What does a typical day look like in your current position? And during an event?

“When I’m in office my day can consists of emails, meetings, conference calls, and lots of planning and executing for upcoming events/trainings. Some days I’m out in the field visiting retailers who carry our products to see how operations are running and to help build relationships between the stores and HQ. During an event there’s a ton of prepping prior to show time. Once all the setup is done that’s when the fun begins. Most of our events consist of networking with event attendees, educating guests on all things Pixi and POP, demoing products, and sometimes teaching masterclasses.”

 

If you knew what you know now, would you have done anything differently?

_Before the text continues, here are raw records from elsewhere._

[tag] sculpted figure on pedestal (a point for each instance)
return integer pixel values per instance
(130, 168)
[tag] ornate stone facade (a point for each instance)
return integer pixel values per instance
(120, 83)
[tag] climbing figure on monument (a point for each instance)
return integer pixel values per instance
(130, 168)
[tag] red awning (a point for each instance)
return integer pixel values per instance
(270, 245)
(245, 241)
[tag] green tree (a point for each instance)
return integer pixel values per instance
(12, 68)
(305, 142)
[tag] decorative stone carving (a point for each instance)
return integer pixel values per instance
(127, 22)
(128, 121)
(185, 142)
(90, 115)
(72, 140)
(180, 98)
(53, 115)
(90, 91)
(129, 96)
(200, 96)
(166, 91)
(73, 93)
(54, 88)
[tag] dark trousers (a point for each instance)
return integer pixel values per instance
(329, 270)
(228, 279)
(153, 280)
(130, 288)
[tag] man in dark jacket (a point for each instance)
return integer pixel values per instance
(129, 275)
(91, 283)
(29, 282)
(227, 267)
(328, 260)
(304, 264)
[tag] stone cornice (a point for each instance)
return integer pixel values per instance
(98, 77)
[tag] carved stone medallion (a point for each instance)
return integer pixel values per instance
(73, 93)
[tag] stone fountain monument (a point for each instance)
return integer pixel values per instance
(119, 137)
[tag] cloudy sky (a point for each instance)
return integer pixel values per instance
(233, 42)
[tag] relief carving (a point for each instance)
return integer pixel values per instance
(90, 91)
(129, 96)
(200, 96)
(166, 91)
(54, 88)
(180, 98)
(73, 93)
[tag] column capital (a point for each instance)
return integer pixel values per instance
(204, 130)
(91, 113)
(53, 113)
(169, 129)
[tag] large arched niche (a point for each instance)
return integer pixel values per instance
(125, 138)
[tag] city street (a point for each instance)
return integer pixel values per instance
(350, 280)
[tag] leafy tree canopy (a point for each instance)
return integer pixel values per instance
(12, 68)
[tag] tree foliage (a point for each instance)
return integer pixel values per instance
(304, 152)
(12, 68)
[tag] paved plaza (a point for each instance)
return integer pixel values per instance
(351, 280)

I sometimes kick myself in the butt for not taking advantage of the power of social media within the beauty community. My career could have went a different path had I dedicated time to creating content and posting client photos/videos from the beginning. I don’t dwell on it though, everything I’ve done has led me to where I am, and I am content with position, for now.”

 

What advice do you have for younger people who are considering a career as a makeup artist?

“My advice for anyone one who is considering pursuing a career as a makeup artist would be to be persistent and never let anyone’s negative experiences or opinions deter you from following your dreams.

Also, stay humble, there’s always more to learn, you will never know it all. As you navigate through the industry remember to stick to your values, know your talent and worth, and stand by your word.”

 

Anything you’d like to add that I didn’t ask?

“I just want to add that there have been many situations in which I didn’t know what I was doing, and that’s okay because that’s the best way to learn. I always say, ‘Fake it till you make it,’ because the way I see it is you have no choice but to succeed and kill it.”